What Comes After Sarbanes Oxley?
The Sarbanes Oxley Act was passed in 2002 to curb accounting abuses that led to the bankruptcy and financial ruin of several major companies, and the loss of billions of dollars to investors who have every right to expect their money to be safe. The Sarbanes Oxley Act is a major auditing nightmare for most companies, though no one is questioning its necessity.
When it was first implemented in 2002, almost every company’s finance and accounting related projects were delayed. Why? Tons of new paperwork was generated, and IT projects designed to track everything required by the Sarbanes Oxley Act had to be implemented as quickly as possible.
One of the unforeseen effects of the Sarbanes Oxley Act implementation was the delay of hundreds of thousands of corporate projects because their timing interfered with end of month, end of quarter, or end of year accounting procedures. Project managers had to digest and prepare for the Sarbanes Oxley Act and its accounting ramifications.
We do know what to expect now. When you implement Sarbanes Oxley fixes at your company, overburdened finance and accounting offices will be slow to respond at key auditing deadlines. Managers should try to schedule anything affecting accounting to fall either before or after these deadlines.
Project managers and others will also need to take SOX into consideration if they develop a project for any auditable function. An audit trail is now vital no matter what the project; whether the project is internal or being developed for a customer, the lack of an audit train guarantees trouble for someone down the road.
Many managers complain that a half-decade of project streamlining has been completely negated by the Sarbanes Oxley Act, with the generation of reams more paperwork suddenly taking up all the time that had been freed by computer hardware and software advances.
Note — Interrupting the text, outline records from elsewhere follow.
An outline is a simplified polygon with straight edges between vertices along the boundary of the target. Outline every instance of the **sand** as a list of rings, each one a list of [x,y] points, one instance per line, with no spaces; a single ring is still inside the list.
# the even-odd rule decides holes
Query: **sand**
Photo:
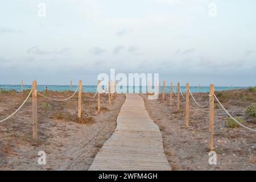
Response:
[[[72,94],[69,92],[48,92],[47,96],[61,99]],[[11,114],[27,96],[27,93],[0,93],[0,118]],[[87,170],[114,131],[125,100],[123,94],[118,94],[109,106],[108,96],[102,94],[102,110],[98,113],[97,97],[92,99],[83,94],[82,118],[88,121],[81,124],[71,119],[77,115],[77,96],[64,102],[38,96],[38,140],[34,146],[30,98],[13,117],[0,123],[0,170]],[[58,119],[56,116],[63,118]],[[93,121],[87,119],[89,117]],[[46,165],[38,164],[41,150],[46,153]]]
[[[233,92],[233,91],[232,91]],[[243,94],[245,90],[237,90]],[[246,94],[246,93],[245,93]],[[181,110],[176,111],[176,97],[170,105],[170,95],[163,101],[148,100],[142,95],[150,116],[162,131],[164,150],[173,170],[255,170],[255,134],[242,127],[228,128],[224,126],[227,115],[221,108],[214,109],[214,147],[217,154],[217,164],[208,164],[209,97],[208,93],[197,93],[195,97],[204,106],[201,109],[191,101],[190,126],[185,127],[185,100],[181,98]],[[251,101],[242,101],[233,97],[224,102],[232,115],[239,115],[243,124],[256,129],[256,122],[246,118],[246,106],[255,102],[256,93]]]

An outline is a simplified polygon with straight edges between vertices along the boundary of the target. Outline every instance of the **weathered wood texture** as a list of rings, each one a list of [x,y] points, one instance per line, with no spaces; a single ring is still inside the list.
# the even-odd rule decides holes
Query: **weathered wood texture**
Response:
[[[161,133],[139,95],[126,94],[117,122],[89,170],[171,170]]]

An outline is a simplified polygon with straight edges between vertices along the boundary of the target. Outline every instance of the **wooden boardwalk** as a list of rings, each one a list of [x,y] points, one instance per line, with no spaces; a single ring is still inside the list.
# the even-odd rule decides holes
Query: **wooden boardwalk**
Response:
[[[171,170],[162,134],[150,119],[142,98],[127,94],[112,136],[89,170]]]

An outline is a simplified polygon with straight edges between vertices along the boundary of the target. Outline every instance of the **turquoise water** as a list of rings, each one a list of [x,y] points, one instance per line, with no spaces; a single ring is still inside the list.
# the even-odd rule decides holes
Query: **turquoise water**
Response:
[[[65,90],[69,90],[70,86],[69,85],[37,85],[37,90],[39,91],[43,91],[46,89],[46,87],[48,88],[49,90],[52,91],[65,91]],[[31,85],[23,85],[23,89],[28,89],[31,88]],[[72,90],[75,91],[76,88],[77,88],[77,85],[72,86]],[[243,89],[246,88],[247,87],[241,87],[241,86],[215,86],[214,90],[215,91],[221,91],[221,90],[228,90],[231,89]],[[154,88],[154,86],[153,86]],[[0,85],[0,89],[2,89],[6,90],[9,90],[10,89],[15,89],[17,91],[21,90],[21,86],[20,85]],[[122,89],[122,87],[121,87]],[[142,92],[142,89],[143,90],[146,90],[146,86],[130,86],[130,88],[127,88],[127,90],[130,90],[129,93],[134,92],[135,90],[136,93],[138,93],[139,90],[139,93]],[[170,86],[166,86],[165,91],[167,93],[170,92],[171,87]],[[174,86],[174,89],[175,89]],[[190,86],[190,90],[192,92],[199,92],[198,86]],[[103,87],[102,89],[103,89]],[[181,86],[181,89],[183,92],[185,92],[186,88],[184,86]],[[82,90],[83,92],[92,92],[95,93],[97,90],[97,85],[83,85],[82,86]],[[163,91],[163,86],[160,87],[160,92]],[[201,86],[200,92],[203,93],[209,92],[209,86]]]

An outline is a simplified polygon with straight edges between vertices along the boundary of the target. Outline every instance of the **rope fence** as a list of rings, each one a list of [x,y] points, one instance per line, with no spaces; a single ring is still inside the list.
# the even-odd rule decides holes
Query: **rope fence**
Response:
[[[200,89],[200,85],[199,85],[199,89]],[[189,128],[189,95],[191,96],[193,101],[196,103],[197,106],[200,107],[200,108],[205,108],[205,106],[203,106],[199,104],[194,96],[193,96],[192,93],[189,89],[189,83],[187,83],[186,84],[186,96],[185,97],[184,97],[183,94],[183,92],[180,86],[180,83],[177,83],[177,94],[175,93],[175,91],[172,89],[172,82],[171,83],[171,92],[170,92],[170,105],[172,105],[172,92],[174,92],[176,96],[177,96],[177,109],[176,111],[179,111],[180,110],[180,93],[181,96],[183,98],[185,98],[185,125],[186,127]],[[213,84],[210,85],[209,86],[209,149],[210,151],[212,151],[213,150],[213,134],[214,134],[214,100],[220,104],[221,107],[223,109],[224,111],[232,118],[236,123],[237,123],[240,126],[241,126],[247,130],[249,130],[253,132],[256,132],[255,129],[249,128],[240,122],[238,122],[236,118],[234,118],[232,115],[225,109],[221,103],[217,98],[216,96],[214,94],[214,85]]]
[[[76,92],[75,92],[73,94],[73,95],[72,95],[71,97],[68,97],[67,98],[60,99],[60,99],[56,99],[56,98],[51,98],[51,97],[47,97],[46,96],[43,95],[42,94],[41,94],[39,92],[38,92],[37,90],[36,90],[36,92],[37,92],[38,94],[39,94],[39,95],[40,95],[40,96],[42,96],[43,97],[45,97],[46,98],[48,98],[48,99],[49,99],[51,100],[52,100],[52,101],[67,101],[67,100],[71,99],[71,98],[72,98],[76,94],[76,93],[77,92],[79,88],[79,86],[77,86],[77,88],[76,89]]]
[[[23,81],[22,81],[22,89],[21,92],[23,92]],[[108,95],[109,96],[109,105],[112,105],[112,101],[113,100],[113,82],[111,82],[111,84],[109,82],[108,83],[108,86],[107,91],[105,92],[105,93],[104,92],[104,96]],[[46,90],[47,91],[47,90]],[[71,85],[70,85],[70,91],[72,91],[72,81],[71,81]],[[11,117],[13,117],[14,114],[15,114],[25,104],[25,103],[27,101],[30,96],[32,94],[32,138],[34,142],[34,144],[36,143],[37,141],[37,96],[38,95],[42,96],[44,98],[46,98],[47,99],[55,101],[67,101],[71,98],[72,98],[73,97],[74,97],[76,94],[78,92],[78,118],[81,118],[81,104],[82,104],[82,81],[79,81],[79,84],[77,86],[76,91],[73,93],[73,94],[70,96],[68,98],[64,98],[64,99],[57,99],[57,98],[51,98],[49,97],[48,97],[47,96],[45,96],[42,93],[39,92],[36,89],[36,81],[35,80],[32,81],[32,90],[30,90],[30,93],[26,97],[26,100],[24,101],[24,102],[22,103],[22,104],[19,107],[19,108],[14,111],[13,114],[6,117],[6,118],[2,119],[0,121],[0,123],[4,122],[5,121],[7,120]],[[100,81],[98,80],[98,85],[97,88],[97,91],[96,92],[94,95],[92,97],[89,96],[86,92],[85,92],[86,96],[88,97],[94,98],[97,95],[98,95],[98,111],[100,111],[101,110],[101,101],[100,101],[100,95],[101,95],[101,91],[100,91]]]
[[[22,107],[22,106],[25,104],[26,102],[27,102],[27,101],[28,100],[28,98],[30,97],[30,95],[31,94],[31,93],[32,93],[32,90],[30,91],[30,92],[28,96],[27,96],[27,98],[26,98],[26,100],[24,101],[24,102],[22,103],[22,104],[19,106],[19,107],[18,108],[18,109],[17,109],[14,113],[13,113],[13,114],[11,114],[11,115],[9,115],[9,117],[7,117],[6,118],[3,119],[0,121],[0,123],[1,123],[1,122],[3,122],[3,121],[6,121],[6,120],[7,120],[7,119],[9,119],[9,118],[11,118],[12,116],[13,116],[14,114],[16,114],[16,113],[17,113],[17,112],[18,112],[18,111]]]
[[[201,105],[200,105],[199,104],[198,104],[197,102],[196,102],[196,100],[195,99],[194,97],[193,96],[193,94],[192,94],[191,92],[190,92],[190,90],[189,90],[190,95],[191,96],[192,98],[193,98],[193,100],[195,101],[195,102],[201,108],[204,108],[203,106],[202,106]]]
[[[183,94],[182,93],[182,90],[181,90],[181,86],[180,86],[180,93],[181,94],[181,96],[182,96],[182,97],[183,97],[183,98],[185,98],[185,97],[184,97],[184,96],[183,96]]]
[[[240,125],[240,126],[242,126],[247,130],[249,130],[251,131],[254,131],[254,132],[256,132],[256,130],[254,130],[250,128],[249,128],[246,126],[245,126],[245,125],[242,125],[242,123],[241,123],[240,122],[238,122],[237,119],[236,119],[233,117],[232,117],[231,115],[229,113],[229,112],[228,112],[228,111],[225,109],[225,107],[223,106],[223,105],[221,104],[221,103],[220,102],[220,101],[218,100],[218,99],[217,98],[215,94],[214,94],[214,97],[215,98],[215,99],[216,100],[216,101],[218,102],[218,104],[220,104],[220,105],[221,106],[221,107],[223,109],[223,110],[226,112],[226,113],[231,118],[232,118],[233,120],[234,120],[238,125]]]
[[[115,82],[113,82],[111,81],[111,82],[110,81],[108,82],[108,88],[106,90],[105,89],[104,90],[104,92],[102,94],[104,94],[104,96],[108,95],[109,98],[109,105],[112,105],[112,101],[113,100],[113,96],[114,96],[114,93],[115,93],[115,87],[117,86],[115,85]],[[164,92],[165,87],[165,82],[163,83],[163,91]],[[72,89],[72,81],[71,81],[71,90]],[[34,139],[35,143],[36,142],[37,139],[37,109],[36,109],[36,100],[37,100],[37,95],[39,95],[42,97],[43,97],[44,98],[46,98],[47,99],[49,99],[51,100],[56,101],[67,101],[72,97],[73,97],[77,93],[78,93],[78,118],[80,118],[81,117],[81,100],[82,100],[82,92],[84,92],[84,93],[85,95],[89,98],[94,98],[96,96],[98,96],[98,111],[100,111],[101,110],[101,102],[100,102],[100,96],[101,96],[101,86],[100,86],[100,80],[98,80],[98,84],[97,87],[97,90],[95,93],[95,94],[92,96],[88,94],[88,93],[84,90],[84,89],[82,89],[82,81],[81,80],[79,81],[79,84],[77,88],[76,88],[76,91],[73,93],[73,94],[69,97],[68,98],[64,98],[64,99],[56,99],[53,98],[51,98],[49,97],[48,97],[47,96],[45,96],[43,94],[41,93],[39,93],[36,90],[36,81],[33,81],[33,83],[32,85],[32,90],[29,93],[28,95],[25,99],[25,100],[23,101],[23,102],[22,104],[22,105],[18,108],[17,110],[16,110],[13,114],[6,117],[6,118],[2,119],[0,121],[0,123],[3,122],[3,121],[5,121],[13,117],[14,115],[15,115],[25,104],[25,103],[27,101],[30,96],[32,94],[32,134],[33,134],[33,139]],[[22,89],[23,90],[23,89]],[[193,101],[196,103],[197,106],[201,108],[205,108],[205,107],[199,104],[196,99],[195,98],[194,96],[193,96],[192,93],[189,89],[189,85],[188,83],[187,83],[186,84],[186,95],[185,97],[184,96],[183,94],[183,91],[180,86],[180,83],[177,83],[177,93],[176,93],[175,90],[174,90],[172,88],[172,82],[171,82],[171,92],[170,92],[170,103],[171,105],[171,94],[172,94],[172,92],[174,93],[175,95],[177,96],[177,111],[179,111],[180,109],[180,93],[181,94],[182,97],[185,99],[186,101],[186,126],[187,127],[189,127],[189,95],[191,96],[192,100]],[[163,93],[163,100],[165,100],[164,94]],[[234,118],[232,116],[232,115],[225,109],[222,104],[220,102],[220,101],[218,100],[216,96],[214,94],[214,85],[213,84],[210,85],[210,90],[209,90],[209,135],[210,135],[210,139],[209,141],[209,148],[210,150],[213,150],[213,126],[214,126],[214,100],[216,100],[216,101],[220,104],[220,106],[222,108],[222,109],[224,110],[224,111],[234,121],[236,122],[239,126],[249,130],[253,132],[256,132],[256,130],[249,128],[240,122],[238,122],[236,118]]]

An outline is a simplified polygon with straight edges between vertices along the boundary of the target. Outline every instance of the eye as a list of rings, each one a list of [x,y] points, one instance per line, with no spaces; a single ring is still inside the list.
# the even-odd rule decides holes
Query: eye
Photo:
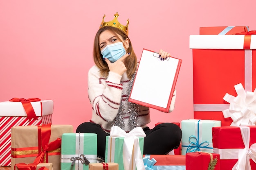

It’s not easy for a corporation to absorb all the impact of the Sarbanes Oxley act.
The Future of Sarbanes Oxley
The Sarbanes Oxley Act is here to stay. Unfortunately, this will force managers to place another layer of compliance checks on every project and every standard operating procedure that directly generates or costs money. Eventually, the new controls will be integrated into the old way of doing things, but for now it’s vital that they not only exist, but also be clearly separate and obvious to anyone looking for them.
Privately-held companies, luckily for them, don’t have to comply with the full Sarbanes Oxley Act regulatory set, nor do nonprofit organizations. If you fall in this category, you should probably hire a consultant specializing in Sarbanes Oxley to determine what parts of the act you will have to worry about.
Even if you’re not required by law to do so, you should consider implementing anything that’s easy to use; Sarbanes Oxley is tomorrow’s normal way to do business, and adjusting now will probably save lots of grief in the future. Also, at any time that a privately-held or nonprofit corporation interfaces with a publicly held company (such as when you send credit card numbers to VISA to process), you will have to implement some significant controls.